Wish Marc Shaiman & Scott Wittman Good Luck – They’re Up For Oscars – Mary Poppins Returns


Los Angeles Times
Wish Marc Shaiman & Scott Wittman Good Luck – They’re Up For Oscars – Mary Poppins Returns
By HUGH HART
FEB 15, 2019



Scott Wittman and Marc Shaiman Up For Oscars - Mary Poppins

Mister D: I’d just like to send out a special thank you, good luck, and a break a leg to Marc Shaiman and Scott Wittman if they happen upon this. They are so overdue in my opinion for an Oscar. Both so kind, witty, and yes, humble, but also, so uniquely talented beyond belief. I’ve briefly met Scott twice and he was very cordial, but Marc seems to be the real social butterfly. Talked to him for a while with Nathan Lane at one of Bette’s Hulaweens. We were all quite soused and had a few laughs. Marc has always helped me whenever I asked for help with Bootleg Betty. I mean I never inundated him, just not my style, but he always came through, and oddly enough I was able to help him out a couple of times. Just very nice. He has a perpetual smile on his face that is so endearing. So here’s to Mary Poppins.

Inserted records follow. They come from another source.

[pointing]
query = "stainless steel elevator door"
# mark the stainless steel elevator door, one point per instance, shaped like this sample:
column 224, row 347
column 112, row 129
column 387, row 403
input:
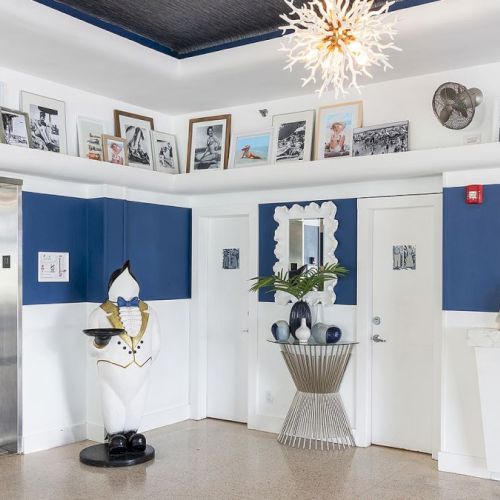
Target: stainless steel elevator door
column 9, row 317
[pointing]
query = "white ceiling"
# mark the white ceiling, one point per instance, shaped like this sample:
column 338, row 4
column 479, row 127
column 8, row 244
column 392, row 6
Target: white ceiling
column 435, row 37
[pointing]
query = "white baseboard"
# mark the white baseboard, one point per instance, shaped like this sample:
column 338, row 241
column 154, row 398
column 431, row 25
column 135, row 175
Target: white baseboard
column 465, row 465
column 53, row 438
column 150, row 421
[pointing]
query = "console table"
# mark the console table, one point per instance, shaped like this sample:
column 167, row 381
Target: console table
column 317, row 418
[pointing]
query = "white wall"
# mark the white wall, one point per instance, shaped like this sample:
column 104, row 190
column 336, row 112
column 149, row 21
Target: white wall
column 404, row 99
column 78, row 103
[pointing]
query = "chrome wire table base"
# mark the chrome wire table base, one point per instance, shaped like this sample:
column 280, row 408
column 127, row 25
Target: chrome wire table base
column 317, row 418
column 316, row 421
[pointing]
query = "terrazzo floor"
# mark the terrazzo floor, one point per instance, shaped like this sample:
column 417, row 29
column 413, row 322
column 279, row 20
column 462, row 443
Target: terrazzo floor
column 224, row 460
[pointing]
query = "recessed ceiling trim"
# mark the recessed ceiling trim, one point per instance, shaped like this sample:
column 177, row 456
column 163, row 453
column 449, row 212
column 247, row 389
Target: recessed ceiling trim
column 154, row 45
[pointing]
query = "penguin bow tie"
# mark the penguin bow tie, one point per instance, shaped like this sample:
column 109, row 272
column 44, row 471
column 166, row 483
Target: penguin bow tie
column 134, row 302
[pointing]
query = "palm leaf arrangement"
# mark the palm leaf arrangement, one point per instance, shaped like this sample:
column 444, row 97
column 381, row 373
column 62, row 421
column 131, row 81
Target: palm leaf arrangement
column 299, row 284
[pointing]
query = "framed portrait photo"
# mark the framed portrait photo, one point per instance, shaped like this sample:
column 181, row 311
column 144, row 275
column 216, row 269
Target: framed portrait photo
column 292, row 138
column 90, row 138
column 15, row 128
column 381, row 139
column 335, row 128
column 208, row 143
column 251, row 150
column 165, row 152
column 47, row 122
column 136, row 129
column 115, row 150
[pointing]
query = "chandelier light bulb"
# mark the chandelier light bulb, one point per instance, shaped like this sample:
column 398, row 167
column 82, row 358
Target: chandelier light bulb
column 338, row 41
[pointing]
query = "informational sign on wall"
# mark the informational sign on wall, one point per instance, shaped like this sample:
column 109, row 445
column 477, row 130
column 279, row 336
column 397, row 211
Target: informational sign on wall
column 53, row 267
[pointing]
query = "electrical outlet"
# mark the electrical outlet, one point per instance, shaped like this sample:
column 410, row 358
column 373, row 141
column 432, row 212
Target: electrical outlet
column 269, row 397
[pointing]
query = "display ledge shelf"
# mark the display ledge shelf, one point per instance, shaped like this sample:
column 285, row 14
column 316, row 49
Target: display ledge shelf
column 422, row 163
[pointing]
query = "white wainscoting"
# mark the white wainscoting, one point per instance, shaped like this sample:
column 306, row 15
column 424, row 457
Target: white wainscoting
column 53, row 375
column 61, row 400
column 462, row 446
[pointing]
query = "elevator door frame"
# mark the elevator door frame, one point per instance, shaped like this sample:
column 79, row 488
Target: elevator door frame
column 19, row 184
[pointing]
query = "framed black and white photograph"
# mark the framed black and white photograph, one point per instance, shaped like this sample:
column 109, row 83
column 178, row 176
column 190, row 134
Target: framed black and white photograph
column 208, row 143
column 15, row 128
column 90, row 133
column 136, row 129
column 381, row 139
column 293, row 134
column 115, row 150
column 165, row 152
column 47, row 122
column 231, row 258
column 252, row 150
column 404, row 257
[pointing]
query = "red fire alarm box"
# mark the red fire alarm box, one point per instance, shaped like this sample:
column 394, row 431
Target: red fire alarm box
column 474, row 194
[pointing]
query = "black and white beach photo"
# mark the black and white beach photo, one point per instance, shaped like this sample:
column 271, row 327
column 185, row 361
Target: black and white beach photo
column 404, row 257
column 139, row 146
column 291, row 141
column 47, row 119
column 381, row 139
column 292, row 138
column 15, row 128
column 231, row 258
column 207, row 141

Half a century after his 4-year-old self obsessed over the “Mary Poppins” soundtrack album while lying on his stomach next to the family record player, Marc Shaiman became fixated on writing the music for director Rob Marshall’s sequel “Mary Poppins Returns.” The competition was stiff, but Shaiman had a leg up because he’d already documented his passion for the original 1964 movie.

“A year before I’d even heard any talk about a sequel, I found a copy of ‘Mary Poppins’ in a used record store” recalls Shaiman, speaking from the weekend home in upstate New York he shares with husband Louis Mirabal. “I had my friend tape me placing the needle on the record, and the look on my face when I heard that first tremolo chord? You could literally see the music coursing through my blood. I sent the video to Rob, and that was my ace in the hole.”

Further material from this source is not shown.